I guess the difference in our views is that you think that Google won't be motivated to deal with this until their earnings drop and I believe that it's imperative that they deal with it better before then because in my opinion it may be too late at that point.
But it's ok to disagree. ;-)
What happens when the general public finds out that clicking on those ads makes money for the person that owns the site. Then those ads become voting buttons. I think there is alread some of that going on. That is why advertisers are getting such trash from those sites.
That may happen with community sites where word gets around and users want to show their support, but any such voting effect is likely to be shortlived for two reasons:
1) Google is capable of detecting unnatural clicking patterns. (How many "supporters" are going to be smart enough not to go click-click-click-click-click and trigger Google's fraud detector?)
2) Most users can't be bothered to click on ads day after day just to help a publisher or organization. (Let's face it: How many users click on banner ads to "show their support"?)
As for the claim that advertisers "are getting such trash for those sites," I don't know which sites you're referring to, but several advertisers on this forum (Chiyo and Shak come to mind) have reported success with AdSense content ads. And I'm sure that my topic isn't unique in attracting the same advertisers month after month. (If those advertisers were getting trash results from content ads, they would have bailed out on AdSense by now.)
I do agree that "trash" clicks are a potential problem, and they may be a problem now for certain topics (depending on the target audiences for the ads and where the ads are likely to appear). Where such problems occur, advertisers may very well bail out--which may be why publishers in some categories are reporting falling revenues, PSAs, etc. while publishers in other niches are continuing to see healthy revenues and advertiser loyalty.
I only display AdSense ads on the information side of the site and even then on only about 10% of the pages (which represent 40% of the page views for the information side of the site) - pages that I consider to be the best fit. I am careful not to mention the ads anywhere and any community discussion of them would be blocked. Call it paranoia, but I prefer to be cautious.
The community participants are the most likely to recognize that we are compensated for clicks and try to support us by clicking and at the same time they're the least likely to be interested in the ads due to ad blindness, the nature of the ads and their interests.

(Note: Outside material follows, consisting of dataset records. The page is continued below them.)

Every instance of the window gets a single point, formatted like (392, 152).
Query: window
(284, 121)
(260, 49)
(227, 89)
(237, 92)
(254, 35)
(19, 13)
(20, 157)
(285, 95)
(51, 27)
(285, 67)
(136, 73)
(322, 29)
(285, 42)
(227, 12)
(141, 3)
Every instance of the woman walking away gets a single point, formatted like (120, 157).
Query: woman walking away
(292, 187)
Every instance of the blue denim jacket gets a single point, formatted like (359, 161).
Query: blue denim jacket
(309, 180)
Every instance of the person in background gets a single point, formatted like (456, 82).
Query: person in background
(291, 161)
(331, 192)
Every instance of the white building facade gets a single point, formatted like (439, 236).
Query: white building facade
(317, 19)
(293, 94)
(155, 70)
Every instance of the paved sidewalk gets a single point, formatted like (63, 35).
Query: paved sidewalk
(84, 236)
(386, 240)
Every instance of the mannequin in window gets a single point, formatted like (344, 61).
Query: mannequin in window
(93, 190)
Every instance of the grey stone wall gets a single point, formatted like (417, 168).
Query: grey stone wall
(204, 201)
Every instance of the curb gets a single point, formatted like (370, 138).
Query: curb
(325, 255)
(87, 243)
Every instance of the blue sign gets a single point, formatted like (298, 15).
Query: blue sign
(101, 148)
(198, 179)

As more people become aware that publishers are compensated by the click I think trash clicks will become more of a problem. Unfortunately, educating users may be just as likely to cause enemies to attempt to get a publisher in trouble as it is to deter a user who thinks she is helping the publisher out.
So I'm trusting that Google will constantly improve their fraud detection and the economics of bid prices will naturally factor in fraudulent clicks and focus on ROI, just like brick and mortar retailers must factor in shrinkage, damage, etc.
I wish Google would allow me to track the ROI for clicks from individual sites. If that were the case, it would be possible to micromanage the bid amounts up to reward the quality sites.
Buys a round...and passes one to richmond...always refreshing in here that you can agree to disagree.